Security Cams You Won't Find In Pop-Up Ads

NEW YORK - It's been impossible in recent months to go anywhere near the Web without running across a pop-up advertisement for the X10 security video camera.

Of course, the visual cues in the ads--there's usually a smiling, scantily clad model involved--tend to suggest the cameras are intended for a more prurient use than watching an empty house. But that doesn't mean the security camera business isn't a serious one, particularly in a country on the defensive against terrorism. If it's not already apparent that the use of security cameras is on the rise, it soon will be.

Companies involved in all manner of security practices, from biometrics to surveillance cameras, are seeing an increase in business and interest in their stock. One example is Armor Holdings (nyse: AH - news - people), a Jacksonville, Fla.-based company that manufactures and sells security products such as body armor for law enforcement agencies. Its stock sold for $14.30 per share on Sept. 10, but jumped to $19.92 on Sept. 17, the first day the markets were open after the Sept. 11 terrorist attacks. Since then it has priced above the $25 mark, before settling in the $21 range.

It's no surprise that an established electronics company like Sony (nyse: SNE - news - people) has updated its line of surveillance cameras and recording devices, given the surge in interest.


  Sony's security cameras: no pop-up ads

Last week Sony released two cameras, the color SSC-MX13V and the black-and-white SSC-C13V. Each camera is only 5 inches in length, making them an alternative to larger cameras. The company is positioning the cameras for use in places such as lobbies, corporate offices and convenience stores, but considering their prices--the color camera sells for about $360, while the black-and-white version sells for about $290--home use is not out of the question.

Both use a technology that Sony calls Super HAD. It allows for capturing clear images in low-light conditions by placing a tiny lens over each pixel of the charge-coupled device, which is a type of computer memory charged by light.

The cameras also have a backlit compensation technology that allow them to compensate for conditions when light is reflecting into the lens in such a way that it would normally distort images of any object between the camera and the light source. That means that if a bad guy walks toward the camera with bright car headlights shining behind him in a parking lot, the camera is able to adjust and focus on him.

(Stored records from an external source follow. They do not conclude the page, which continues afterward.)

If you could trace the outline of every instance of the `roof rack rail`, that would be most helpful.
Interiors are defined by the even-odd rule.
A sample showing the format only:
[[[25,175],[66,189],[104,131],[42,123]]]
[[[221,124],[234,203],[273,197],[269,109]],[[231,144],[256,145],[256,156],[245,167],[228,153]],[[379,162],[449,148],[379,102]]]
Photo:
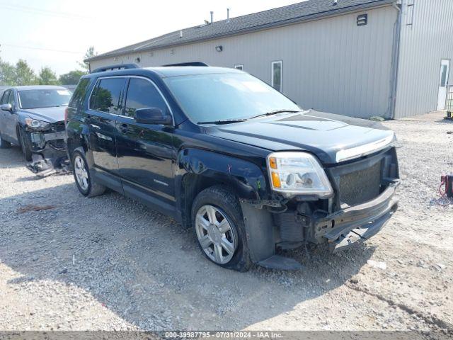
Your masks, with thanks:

Alongside the cameras, Sony has launched a hard-disk recorder that works with existing security camera systems. The HSR-X200 contains an 80-gigabyte hard drive and is capable of recording up to 671 hours of video images shot at a rate of one picture per minute. It also supports three different types of removable storage media, including Sony's proprietary memory-stick removable flash cards, CompactFlash, and IBM's (nyse: IBM - news - people) Microdrive technology. The recorder has a suggested retail price of $1,950.